Others include UNRA officials Berunado Kimeze Ssebbugga, 54, Joe Ssemugooma, 54, Wilberforce Senjako, city businessman Apollo Senkeeto, 45, and Isaac Mugote, a former Housing Finance Bank official.
In regard to abuse of office, Mubiru argued that UNRA wrote to IGG, giving reasons why Katosi road works should proceed, showing how much government could lose if the contract was terminated but the IGG never responded to it.
He also submitted that Byandala wrote to UNRA, directing them to sign a contract between UNRA and Eutaw Construction Company Inc. after the Solicitor General had cleared it.
This, according to Mubiru, is not tantamount to abuse of office, as alleged by the IGG, adding that a prosecution witness earlier testified that it was normal for due diligence to proceed even after the contract has been signed and is fraud is detected then it could be terminated.
Also Norah Kaggwa, a lawyer representing Mugote submitted that it was untruthful on the part of witnesses who claimed that Mugote extracted emails confirming payment of advanced bank guarantee.
“Prosecution evidence against Mugote which is primarily computer based has largely been discredited and so it cannot sustain charges of conspiracy to defraud and abetting the offence of causing financial loss against Mugote,” she argued.
It is said that Mugote, while performing his duties at Housing Finance Bank Ltd, Jinja branch, between November and December 2013, authorised the performance guarantee and advanced payment security as being authentic, whereas not.
She submitted the prosecution witnesses failed to answer questions in regard to authenticity of the email. “The emails relied on cannot be alleged to have been for Senkeeto and Mugote, since prosecution has failed to prove it”.
Kaggwa further submitted that there was no audit to show of how much money was lost.
Meanwhile, Andrew Bwengye, the lawyer for Senjako submitted that the case is persecution rather than prosecution.
He argued that it was not Senjako responsibility to verify the authenticity of securities, as alleged by prosecution.
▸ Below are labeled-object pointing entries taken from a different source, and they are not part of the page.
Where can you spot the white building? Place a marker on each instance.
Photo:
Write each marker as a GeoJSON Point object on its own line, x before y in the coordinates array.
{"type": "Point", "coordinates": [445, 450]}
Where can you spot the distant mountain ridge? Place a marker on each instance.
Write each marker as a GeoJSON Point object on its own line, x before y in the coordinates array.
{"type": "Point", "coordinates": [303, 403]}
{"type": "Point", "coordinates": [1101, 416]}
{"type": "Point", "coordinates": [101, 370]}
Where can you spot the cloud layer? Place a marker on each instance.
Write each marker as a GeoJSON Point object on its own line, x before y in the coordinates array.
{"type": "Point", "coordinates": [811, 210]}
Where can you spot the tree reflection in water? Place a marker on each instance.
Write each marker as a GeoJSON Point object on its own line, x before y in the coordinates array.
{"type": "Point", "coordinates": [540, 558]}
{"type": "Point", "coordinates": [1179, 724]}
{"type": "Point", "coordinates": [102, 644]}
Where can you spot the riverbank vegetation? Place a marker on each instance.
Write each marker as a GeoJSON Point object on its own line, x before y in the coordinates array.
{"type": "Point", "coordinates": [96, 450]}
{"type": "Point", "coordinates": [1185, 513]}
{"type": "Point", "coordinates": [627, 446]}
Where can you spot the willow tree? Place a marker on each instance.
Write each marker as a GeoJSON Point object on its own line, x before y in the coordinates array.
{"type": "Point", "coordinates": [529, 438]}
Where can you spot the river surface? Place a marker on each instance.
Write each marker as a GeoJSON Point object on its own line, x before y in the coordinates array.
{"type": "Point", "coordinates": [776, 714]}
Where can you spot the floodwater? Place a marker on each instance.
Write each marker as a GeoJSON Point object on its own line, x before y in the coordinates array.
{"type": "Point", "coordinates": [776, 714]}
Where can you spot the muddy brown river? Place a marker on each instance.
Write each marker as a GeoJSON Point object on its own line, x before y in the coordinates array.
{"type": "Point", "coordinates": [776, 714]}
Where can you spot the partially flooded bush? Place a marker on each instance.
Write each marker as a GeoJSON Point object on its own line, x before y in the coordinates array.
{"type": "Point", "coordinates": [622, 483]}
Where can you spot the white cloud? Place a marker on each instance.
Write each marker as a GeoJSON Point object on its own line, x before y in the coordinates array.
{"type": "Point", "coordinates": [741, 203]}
Prosecution alleges that Semugooma and Senjako between November 2013 and January 2014, in performance of their duties, omitted to properly verify performance guarantee and advanced payment security allegedly issued by Housing Finance Bank to Eutaw, knowing it would cause financial to government.
The case was adjourned to October 2, when prosecution is slated to respond to the defence team’s submissions.